# Assault on a Christmas Village



## Worldkiller (Jun 16, 2010)

Let me explain. Every year for Christmas, my mom takes out a miniature Christmas village diorama (out of a heavy as hell box I get to carry down from the attic every year) that she then arranges on the stand above my family's television set. Last year I decided to take out some of my W40K minis (I don't play the game but I do on occasion buy some box sets and assemble and paint them) and spread them out through the village. It went unnoticed for a while and this year I've decided to do the same thing. At the moment I have Skulltaker about to decapitate Mrs. Claus, an Imperial Guard sniper in the elves' treehouse, and a Space Wolf sneaking around the reindeer training school. I'm going to add one or two minis a day, and see how long it takes for them to be noticed this year. So what do y'all think? Picture may follow.


----------



## khrone forever (Dec 13, 2010)

this is inventive, i might take up your cause and try to add some 40k mayhem to our house


----------



## Firefighter X (Apr 21, 2010)

Pics are a requisite.

You have your orders, now post man post.


Cheers,

FFX


----------



## Khorne's Fist (Jul 18, 2008)

Pics or it didn't happen.


----------



## Worldkiller (Jun 16, 2010)

Here's one picture, it doesn't have the sniper or the daemon but if you look closely enough you can make out the Space Wolf's legs. It'll have more mayhem soon enough.


----------



## Lestat (Oct 16, 2011)

I spotted the legs! 

Might have to try this one myself.


----------



## Haskanael (Jul 5, 2011)

I love the idea i'd like to see how this progresses


----------



## Worldkiller (Jun 16, 2010)

For everyone who is not Lestat, the legs are beneath the reindeer's neck.


----------



## Takizuchi (Aug 27, 2010)

Its funny because me and a few friends where looking at the 'Christmas village' decorations at a local store and we pretty much agreed, "where others see decorations, we see terrain ideas." cant wait to see more infiltrators, this Santa person must be some sort of rouge psyker.


----------



## Disciple_of_Ezekiel (May 23, 2010)

HAHAHAHA, this is a great idea. I can just see my wifes face now if I did that. "What the hell is this?" LMAO, please let us know how it progresses.

Regards,
DoE


----------



## Dicrel Seijin (Apr 2, 2011)

And here I was creating terrain from scraps. 

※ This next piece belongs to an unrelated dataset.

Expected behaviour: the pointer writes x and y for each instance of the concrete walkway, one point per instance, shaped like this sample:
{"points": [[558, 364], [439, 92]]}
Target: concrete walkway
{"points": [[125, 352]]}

My sister usually sets out her Christmas village diorama around this time--I don't know though, I think the scale is off for me to do it. I may try it with some 15mm minis I have.


----------



## Worldkiller (Jun 16, 2010)

Dicrel Seijin said:


> My sister usually sets out her Christmas village diorama around this time--I don't know though, I think the scale is off for me to do it. I may try it with some 15mm minis I have.


The scale is wildly off for me, Mrs. Claus vastly outweighs the Skulltaker, and the elves can look the space marines in the eye, but that doesn't really matter. In the possible fanfic that may come of this, they're all mutant heretics who have no place in the W40K universe.


----------



## Worldkiller (Jun 16, 2010)




----------



## Dicrel Seijin (Apr 2, 2011)

Worldkiller said:


> In the possible fanfic that may come of this, they're all mutant heretics who have no place in the W40K universe.


When you say "they" do you mean the marines or the elves?

I won't be able to do a version of it as my sister has decided not to put the village out in deference to my mother who picked up new display items this year.


----------



## notsoevil (Nov 30, 2010)

Your pics are broken.

Need more pics of this!


----------